Only confidence was studied, not uncertainty—which is harder but potentially more important in agentic applications.
Author observation: The advantage of P(SUFFICIENT) narrows in fully-specified scenarios (GRACE / TRICKME), suggesting its strength lies in leveraging "candidate reduction." If the initial candidate space is small, sufficiency becomes equivalent to truth, and the advantage diminishes.
The impact of model scale + finetuning was not evaluated—how would SFT for sufficiency judgments affect results?
Evaluation was limited to 4 open-source models; closed-source LLMs (GPT-4 / Claude) might exhibit different behaviors.

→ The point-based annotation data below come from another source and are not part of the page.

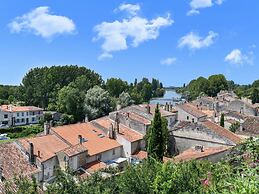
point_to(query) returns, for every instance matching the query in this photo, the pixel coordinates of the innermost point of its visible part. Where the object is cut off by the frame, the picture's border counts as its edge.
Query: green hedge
(22, 131)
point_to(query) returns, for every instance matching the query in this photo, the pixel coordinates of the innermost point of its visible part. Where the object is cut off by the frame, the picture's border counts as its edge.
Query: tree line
(76, 91)
(215, 83)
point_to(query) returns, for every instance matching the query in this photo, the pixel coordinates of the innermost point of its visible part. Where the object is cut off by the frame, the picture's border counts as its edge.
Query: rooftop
(251, 125)
(221, 131)
(14, 162)
(192, 154)
(95, 142)
(45, 147)
(129, 134)
(191, 109)
(11, 108)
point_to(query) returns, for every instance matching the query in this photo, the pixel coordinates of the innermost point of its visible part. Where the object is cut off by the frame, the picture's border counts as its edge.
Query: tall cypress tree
(222, 120)
(157, 136)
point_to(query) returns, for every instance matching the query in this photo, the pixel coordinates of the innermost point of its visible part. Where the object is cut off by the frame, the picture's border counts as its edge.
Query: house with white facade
(11, 115)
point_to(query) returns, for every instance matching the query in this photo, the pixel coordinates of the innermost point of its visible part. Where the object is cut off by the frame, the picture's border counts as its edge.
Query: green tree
(157, 137)
(97, 103)
(234, 127)
(217, 83)
(71, 101)
(255, 96)
(124, 100)
(222, 120)
(116, 86)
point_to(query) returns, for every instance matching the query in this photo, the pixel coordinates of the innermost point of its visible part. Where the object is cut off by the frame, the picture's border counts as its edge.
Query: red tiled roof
(96, 140)
(14, 162)
(11, 108)
(74, 150)
(191, 109)
(192, 154)
(47, 146)
(129, 134)
(251, 125)
(95, 166)
(222, 131)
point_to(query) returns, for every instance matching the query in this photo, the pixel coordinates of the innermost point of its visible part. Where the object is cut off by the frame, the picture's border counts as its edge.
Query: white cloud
(132, 9)
(194, 41)
(104, 56)
(40, 22)
(119, 35)
(168, 61)
(200, 4)
(238, 58)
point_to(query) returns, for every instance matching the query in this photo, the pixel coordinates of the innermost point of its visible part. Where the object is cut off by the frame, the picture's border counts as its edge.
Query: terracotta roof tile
(192, 154)
(251, 125)
(95, 166)
(222, 131)
(96, 140)
(14, 162)
(191, 109)
(74, 150)
(47, 146)
(11, 108)
(129, 134)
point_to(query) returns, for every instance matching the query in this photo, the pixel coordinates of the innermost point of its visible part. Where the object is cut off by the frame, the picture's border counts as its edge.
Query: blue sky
(173, 40)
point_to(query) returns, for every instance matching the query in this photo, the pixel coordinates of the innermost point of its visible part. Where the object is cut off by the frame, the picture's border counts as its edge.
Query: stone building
(190, 112)
(19, 115)
(205, 133)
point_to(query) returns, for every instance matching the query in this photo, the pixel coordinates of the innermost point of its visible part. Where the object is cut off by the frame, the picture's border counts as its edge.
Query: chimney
(170, 107)
(1, 172)
(86, 119)
(117, 123)
(80, 139)
(39, 153)
(112, 132)
(31, 153)
(46, 128)
(148, 109)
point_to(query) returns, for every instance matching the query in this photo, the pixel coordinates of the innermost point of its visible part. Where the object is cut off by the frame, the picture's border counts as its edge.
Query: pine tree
(157, 137)
(222, 120)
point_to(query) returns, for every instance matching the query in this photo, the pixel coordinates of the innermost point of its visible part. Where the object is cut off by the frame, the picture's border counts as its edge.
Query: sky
(172, 40)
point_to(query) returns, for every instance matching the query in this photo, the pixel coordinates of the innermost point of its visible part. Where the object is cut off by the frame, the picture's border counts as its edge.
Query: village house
(19, 115)
(190, 112)
(204, 133)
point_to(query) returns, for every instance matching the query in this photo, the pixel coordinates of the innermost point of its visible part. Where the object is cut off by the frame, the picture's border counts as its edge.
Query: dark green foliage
(222, 120)
(157, 137)
(210, 86)
(41, 85)
(234, 127)
(71, 101)
(255, 96)
(67, 119)
(237, 174)
(116, 86)
(22, 131)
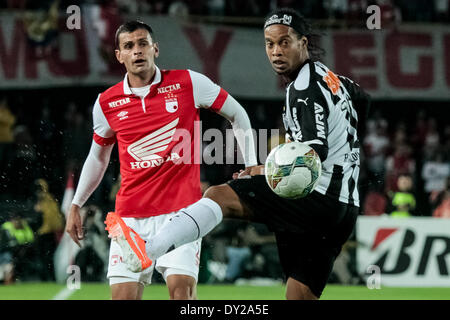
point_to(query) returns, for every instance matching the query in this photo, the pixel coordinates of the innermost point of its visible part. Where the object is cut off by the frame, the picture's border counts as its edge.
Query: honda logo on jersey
(145, 151)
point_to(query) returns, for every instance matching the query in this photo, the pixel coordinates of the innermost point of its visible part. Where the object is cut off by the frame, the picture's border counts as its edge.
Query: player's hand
(74, 225)
(248, 172)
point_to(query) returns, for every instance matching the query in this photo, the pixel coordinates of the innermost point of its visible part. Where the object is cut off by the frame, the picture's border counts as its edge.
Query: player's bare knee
(125, 291)
(219, 195)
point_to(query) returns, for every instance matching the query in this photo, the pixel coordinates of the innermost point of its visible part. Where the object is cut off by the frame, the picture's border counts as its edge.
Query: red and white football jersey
(158, 140)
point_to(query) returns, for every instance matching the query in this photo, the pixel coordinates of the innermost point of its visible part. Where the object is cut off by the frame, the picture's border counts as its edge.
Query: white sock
(187, 225)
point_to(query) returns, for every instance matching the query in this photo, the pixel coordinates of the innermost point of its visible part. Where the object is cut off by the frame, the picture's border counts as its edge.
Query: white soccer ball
(293, 170)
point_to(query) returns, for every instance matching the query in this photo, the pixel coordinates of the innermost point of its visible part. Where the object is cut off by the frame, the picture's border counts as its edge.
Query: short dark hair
(131, 26)
(301, 26)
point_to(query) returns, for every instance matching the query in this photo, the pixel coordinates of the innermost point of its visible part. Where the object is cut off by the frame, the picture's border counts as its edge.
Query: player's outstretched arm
(91, 175)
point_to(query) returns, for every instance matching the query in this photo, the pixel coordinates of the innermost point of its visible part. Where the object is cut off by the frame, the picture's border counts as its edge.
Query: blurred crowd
(349, 10)
(405, 161)
(405, 172)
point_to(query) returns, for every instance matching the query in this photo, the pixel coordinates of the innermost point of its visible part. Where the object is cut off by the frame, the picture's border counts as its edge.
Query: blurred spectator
(374, 203)
(178, 9)
(441, 8)
(435, 173)
(41, 24)
(106, 19)
(400, 162)
(216, 7)
(441, 202)
(356, 13)
(337, 9)
(47, 236)
(432, 138)
(19, 169)
(403, 201)
(17, 247)
(390, 13)
(375, 145)
(7, 121)
(420, 130)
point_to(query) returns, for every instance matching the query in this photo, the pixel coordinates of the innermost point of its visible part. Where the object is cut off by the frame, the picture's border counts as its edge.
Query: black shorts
(310, 231)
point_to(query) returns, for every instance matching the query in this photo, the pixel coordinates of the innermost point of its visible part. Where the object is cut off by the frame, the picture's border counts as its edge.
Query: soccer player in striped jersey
(153, 116)
(322, 109)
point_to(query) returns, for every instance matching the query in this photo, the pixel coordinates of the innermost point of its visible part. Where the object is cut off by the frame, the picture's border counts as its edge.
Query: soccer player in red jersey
(323, 110)
(152, 116)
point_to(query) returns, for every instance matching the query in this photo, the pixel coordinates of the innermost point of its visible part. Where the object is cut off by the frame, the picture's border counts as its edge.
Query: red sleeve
(104, 141)
(220, 100)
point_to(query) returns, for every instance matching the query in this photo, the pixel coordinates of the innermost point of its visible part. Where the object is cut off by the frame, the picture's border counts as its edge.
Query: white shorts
(184, 260)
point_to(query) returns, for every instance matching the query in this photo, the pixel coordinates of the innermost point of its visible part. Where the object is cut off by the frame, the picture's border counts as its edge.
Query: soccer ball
(292, 170)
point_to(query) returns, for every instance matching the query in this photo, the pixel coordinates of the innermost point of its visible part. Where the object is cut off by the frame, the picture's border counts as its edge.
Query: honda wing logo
(145, 150)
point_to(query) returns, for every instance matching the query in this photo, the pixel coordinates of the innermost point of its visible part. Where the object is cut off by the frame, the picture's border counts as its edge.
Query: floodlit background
(57, 56)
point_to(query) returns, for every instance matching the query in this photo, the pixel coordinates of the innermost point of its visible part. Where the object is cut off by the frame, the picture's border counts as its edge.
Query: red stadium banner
(408, 62)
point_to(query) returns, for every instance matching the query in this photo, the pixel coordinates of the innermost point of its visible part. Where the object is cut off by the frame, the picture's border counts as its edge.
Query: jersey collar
(156, 80)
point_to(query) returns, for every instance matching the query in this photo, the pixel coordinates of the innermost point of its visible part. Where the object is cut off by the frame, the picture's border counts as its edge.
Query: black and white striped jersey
(322, 111)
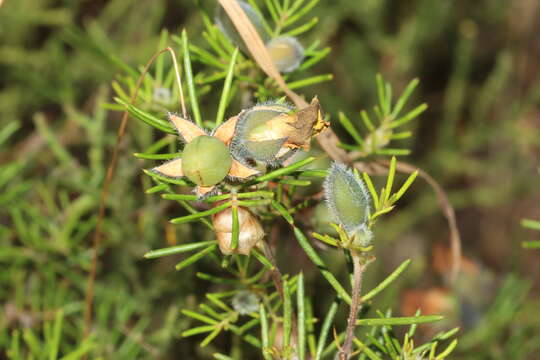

vs. Tian et al. (2023) Verbalized Confidence: Proved that classic single-turn self-reported confidence is severely uncalibrated in multi-turn settings (InfoECE often 50+).
vs. Kadavath et al. (2022) P(TRUE): Proved that this standard logit probe is neither calibrated nor monotonic in under-specified multi-turn scenarios, as "correctness != sufficiency." P(SUFFICIENT) addresses this specific semantic flaw.
vs. Self-Consistency (Manakul et al. 2023): Best calibration baseline in fully-specified settings but has very low \(\tau\) in under-specified tasks (single digits on GUESS), as sampling repeatedly confirms the same incorrect guess.
vs. Laban et al. (2025) "LLMs get lost in multi-turn": No "lost in conversation" effect was observed here since the task does not involve complex math, suggesting the effect is highly task-specific.
vs. Zhang et al. (2026) Conformity in Multi-turn Persuasion: While Zhang discusses confidence resistance under persuasion, this work is complementary, focusing on confidence growth under cooperative information accumulation.
vs. Sung et al. (2025) GRACE / Wallace et al. (2019) TrickMe: Directly used these incremental QA datasets as benchmarks for the fully-specified regime.

Rating¶

Novelty: ⭐⭐⭐⭐⭐ First systematic multi-turn confidence evaluation. Methodology (InfoECE + Hinter-Guesser + P(SUFFICIENT) + placebo control) contains original contributions in every area.
Experimental Thoroughness: ⭐⭐⭐⭐⭐ 4 models × 5 methods × 4 datasets + ground-truth \(\tau\) + placebo control + multi/single-turn comparison + model scaling scan. Very thorough.
Writing Quality: ⭐⭐⭐⭐⭐ Clear definitions, strong motivation, full prompts in appendix, well-organized charts.
Value: ⭐⭐⭐⭐⭐ Establishes a foundational methodology for multi-turn LLM calibration. The "sufficiency vs. truth" insight has far-reaching implications for future confidence research.